Przeczytaj też: Orlen uruchomił ładowarki w Berlinie
Dla kierowców doceniających nowoczesne rozwiązania znaczenie może mieć fakt, że elektryczny Mii został objęty działaniem flagowego systemu marki, czyli Seat Connect. Wystarczy apka na smartfona, aby szybko i wygodnie sprawdzić m.in. stan pojazdu oraz zlokalizować miejsce, w którym go zaparkowaliśmy.

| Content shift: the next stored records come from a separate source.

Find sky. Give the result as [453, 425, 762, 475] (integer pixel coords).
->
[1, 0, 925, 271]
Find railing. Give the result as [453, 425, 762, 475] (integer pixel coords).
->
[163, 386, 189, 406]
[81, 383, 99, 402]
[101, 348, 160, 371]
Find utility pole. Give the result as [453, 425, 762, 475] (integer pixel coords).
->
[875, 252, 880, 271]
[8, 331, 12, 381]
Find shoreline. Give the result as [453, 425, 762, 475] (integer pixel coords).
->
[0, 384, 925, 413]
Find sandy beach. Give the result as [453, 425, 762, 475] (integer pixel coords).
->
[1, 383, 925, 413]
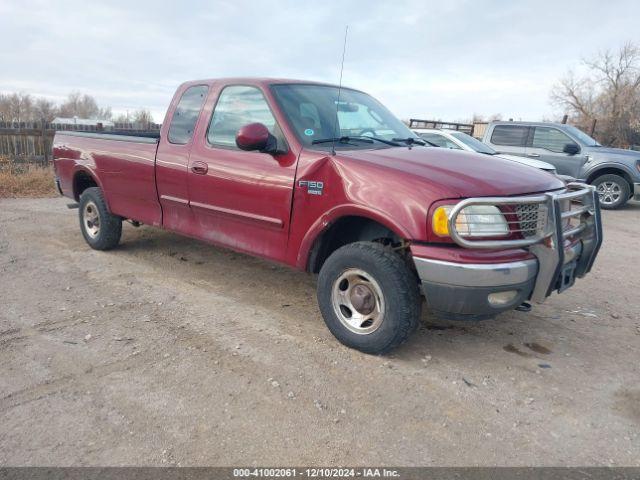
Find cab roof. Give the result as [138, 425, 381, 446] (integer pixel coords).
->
[489, 120, 570, 128]
[180, 77, 344, 89]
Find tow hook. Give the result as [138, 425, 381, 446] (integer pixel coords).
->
[516, 302, 532, 312]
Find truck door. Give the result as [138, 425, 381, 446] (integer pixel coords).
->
[186, 85, 297, 263]
[156, 84, 209, 232]
[526, 126, 587, 178]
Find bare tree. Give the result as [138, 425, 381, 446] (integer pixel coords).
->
[58, 91, 112, 120]
[0, 93, 9, 121]
[112, 113, 130, 124]
[0, 90, 155, 127]
[0, 93, 35, 123]
[33, 98, 59, 122]
[551, 42, 640, 147]
[98, 106, 113, 120]
[131, 108, 154, 127]
[470, 113, 502, 124]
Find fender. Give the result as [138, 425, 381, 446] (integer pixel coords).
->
[295, 203, 413, 270]
[584, 161, 638, 182]
[71, 164, 112, 211]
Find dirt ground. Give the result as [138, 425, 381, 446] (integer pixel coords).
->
[0, 197, 639, 466]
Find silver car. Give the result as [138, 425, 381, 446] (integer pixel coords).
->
[413, 128, 558, 174]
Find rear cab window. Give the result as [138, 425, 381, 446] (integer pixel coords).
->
[168, 85, 209, 145]
[490, 125, 529, 147]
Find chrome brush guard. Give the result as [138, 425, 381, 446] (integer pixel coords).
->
[447, 183, 603, 302]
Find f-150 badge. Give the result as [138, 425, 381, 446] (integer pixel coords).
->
[298, 180, 324, 195]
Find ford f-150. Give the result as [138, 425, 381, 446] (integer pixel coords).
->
[53, 78, 603, 354]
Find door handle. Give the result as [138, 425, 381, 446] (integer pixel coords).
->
[527, 153, 540, 157]
[191, 162, 208, 175]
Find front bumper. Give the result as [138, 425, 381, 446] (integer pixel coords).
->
[414, 183, 602, 319]
[415, 243, 581, 319]
[634, 183, 640, 201]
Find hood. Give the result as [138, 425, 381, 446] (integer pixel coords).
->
[338, 147, 564, 198]
[496, 153, 557, 172]
[587, 146, 640, 160]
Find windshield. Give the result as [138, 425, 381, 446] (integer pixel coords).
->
[271, 84, 419, 149]
[449, 131, 496, 154]
[563, 125, 601, 147]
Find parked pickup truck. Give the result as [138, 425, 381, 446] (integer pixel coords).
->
[483, 121, 640, 209]
[53, 78, 603, 354]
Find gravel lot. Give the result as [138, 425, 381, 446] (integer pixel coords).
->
[0, 197, 639, 466]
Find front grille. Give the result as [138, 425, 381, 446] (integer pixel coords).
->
[515, 203, 547, 238]
[446, 183, 597, 250]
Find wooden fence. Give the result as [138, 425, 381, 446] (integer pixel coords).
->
[0, 121, 161, 171]
[0, 123, 52, 171]
[407, 119, 493, 139]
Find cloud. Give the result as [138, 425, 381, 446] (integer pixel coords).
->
[1, 0, 638, 123]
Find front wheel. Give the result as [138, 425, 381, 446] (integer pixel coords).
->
[78, 187, 122, 250]
[592, 174, 630, 209]
[317, 242, 421, 354]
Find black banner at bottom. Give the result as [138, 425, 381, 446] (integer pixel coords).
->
[1, 468, 640, 480]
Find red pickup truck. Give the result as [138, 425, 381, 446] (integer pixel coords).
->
[53, 78, 602, 354]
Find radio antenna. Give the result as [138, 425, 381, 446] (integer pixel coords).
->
[331, 25, 349, 156]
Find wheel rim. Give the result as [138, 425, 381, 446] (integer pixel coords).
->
[331, 268, 385, 335]
[83, 201, 101, 238]
[596, 181, 622, 205]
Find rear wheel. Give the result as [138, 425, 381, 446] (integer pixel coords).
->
[317, 242, 421, 354]
[79, 187, 122, 250]
[592, 174, 630, 209]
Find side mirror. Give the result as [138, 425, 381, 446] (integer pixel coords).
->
[235, 122, 277, 154]
[563, 143, 580, 155]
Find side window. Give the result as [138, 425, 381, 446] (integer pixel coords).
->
[532, 127, 573, 153]
[208, 86, 283, 148]
[168, 85, 209, 145]
[490, 125, 529, 147]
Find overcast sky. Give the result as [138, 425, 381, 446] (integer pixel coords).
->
[1, 0, 638, 123]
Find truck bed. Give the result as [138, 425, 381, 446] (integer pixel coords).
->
[53, 131, 162, 227]
[56, 130, 160, 142]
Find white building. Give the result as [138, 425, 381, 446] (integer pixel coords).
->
[51, 117, 115, 130]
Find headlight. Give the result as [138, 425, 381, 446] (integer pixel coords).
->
[432, 205, 509, 238]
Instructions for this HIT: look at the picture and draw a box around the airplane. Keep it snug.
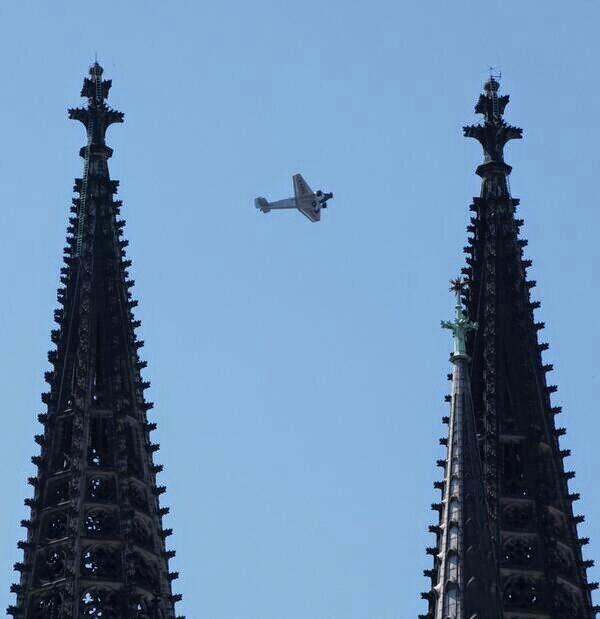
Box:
[255,173,333,222]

Podobnie jak inne duże marki, inżynierowie Seata myślą o motoryzacji elektrycznej w znacznie szerszym ujęciu niż tylko sprzedaży pojedynczych aut. Producenci zdają sobie sprawę, że bez zmian infrastrukturalnych, a także dostosowania się do nowego stylu życia kierowców, trudno liczyć na sukces. W związku z rozwojem idei carsharingu również Seat wystartował z pilotażowym projektem jazdy współdzielonej. Na ulice Barcelony wyjechało pięć prototypowych Mii electric, które udostępniono pracownikom Seat Metropolis: Lab Barcelona i Pier 01 Barcelona Tech City.

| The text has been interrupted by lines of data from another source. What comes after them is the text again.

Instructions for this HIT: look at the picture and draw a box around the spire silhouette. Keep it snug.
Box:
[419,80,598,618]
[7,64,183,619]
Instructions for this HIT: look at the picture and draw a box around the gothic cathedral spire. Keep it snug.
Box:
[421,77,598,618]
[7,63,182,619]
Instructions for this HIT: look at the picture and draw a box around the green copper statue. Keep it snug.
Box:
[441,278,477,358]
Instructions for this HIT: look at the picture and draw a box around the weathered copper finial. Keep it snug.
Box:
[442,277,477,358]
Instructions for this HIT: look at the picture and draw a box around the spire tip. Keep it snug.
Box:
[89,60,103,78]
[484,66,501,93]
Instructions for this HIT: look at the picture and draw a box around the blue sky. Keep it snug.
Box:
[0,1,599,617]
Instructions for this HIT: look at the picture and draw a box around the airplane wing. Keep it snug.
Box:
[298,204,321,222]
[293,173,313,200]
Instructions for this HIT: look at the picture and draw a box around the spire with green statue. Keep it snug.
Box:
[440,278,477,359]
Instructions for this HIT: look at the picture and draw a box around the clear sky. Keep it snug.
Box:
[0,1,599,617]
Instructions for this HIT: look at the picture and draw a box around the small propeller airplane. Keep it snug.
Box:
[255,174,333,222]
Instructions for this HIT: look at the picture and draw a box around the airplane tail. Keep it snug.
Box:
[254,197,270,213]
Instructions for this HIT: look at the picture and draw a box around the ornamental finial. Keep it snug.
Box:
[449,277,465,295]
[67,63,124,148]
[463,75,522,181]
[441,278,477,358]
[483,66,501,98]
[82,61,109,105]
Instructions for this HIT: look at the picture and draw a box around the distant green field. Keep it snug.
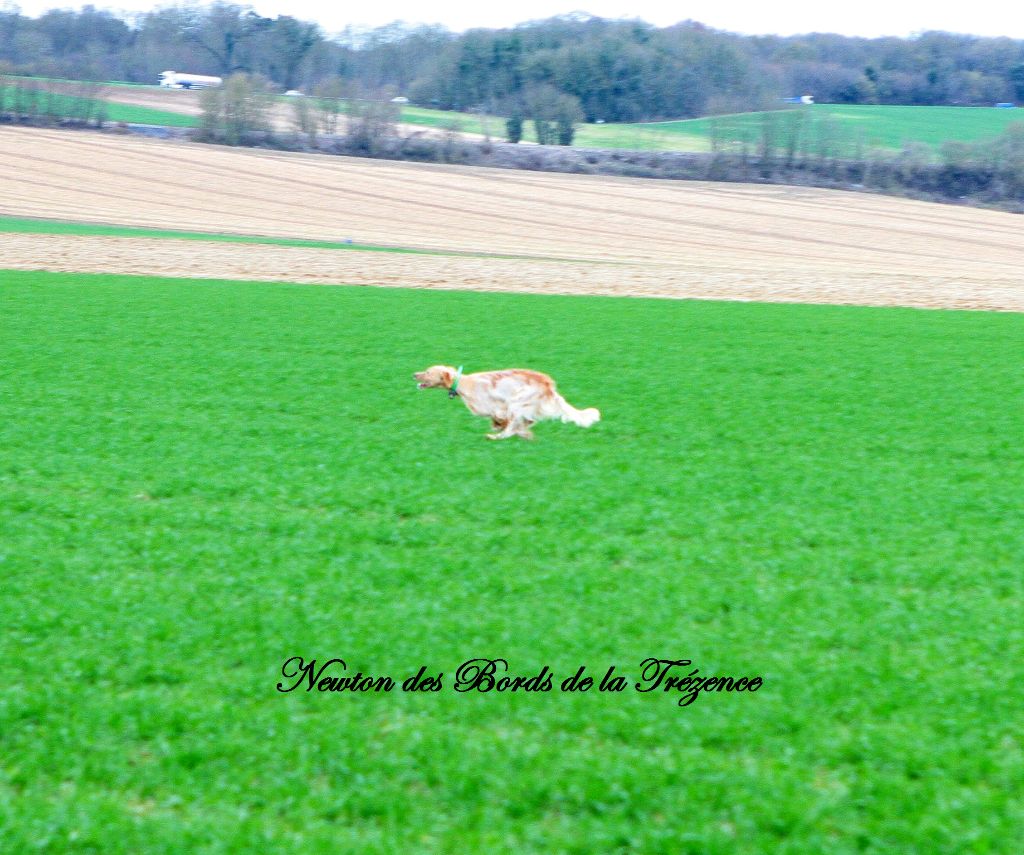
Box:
[13,72,1015,153]
[0,215,586,263]
[6,74,154,88]
[0,84,197,127]
[399,105,707,151]
[404,103,1024,153]
[658,103,1024,152]
[0,216,433,255]
[102,103,196,126]
[10,73,1022,150]
[2,270,1022,852]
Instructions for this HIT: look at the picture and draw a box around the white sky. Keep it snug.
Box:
[7,0,1024,40]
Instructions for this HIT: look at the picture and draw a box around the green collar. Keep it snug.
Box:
[448,365,464,399]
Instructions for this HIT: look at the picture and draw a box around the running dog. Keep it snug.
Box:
[413,365,601,440]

Nie wiadomo jeszcze, ile będzie trzeba zapłacić za elektryczne Mii. Prawdopodobnie cena będzie zbliżona do ceny elektrycznej Skody Citigo-e, którą można kupić już za ok. 72 tys. złotych, a która obok elektrycznego Volkswagena up! jest bliźniaczym autem Mii w ramach dwóch pozostałych marek koncernu. Byłaby to dobra wiadomość, bo zgodnie z planowanym wprowadzeniem rządowego dofinansowania do samochodów elektrycznych, właściciele Seata mogliby skorzystać z tej subwencji.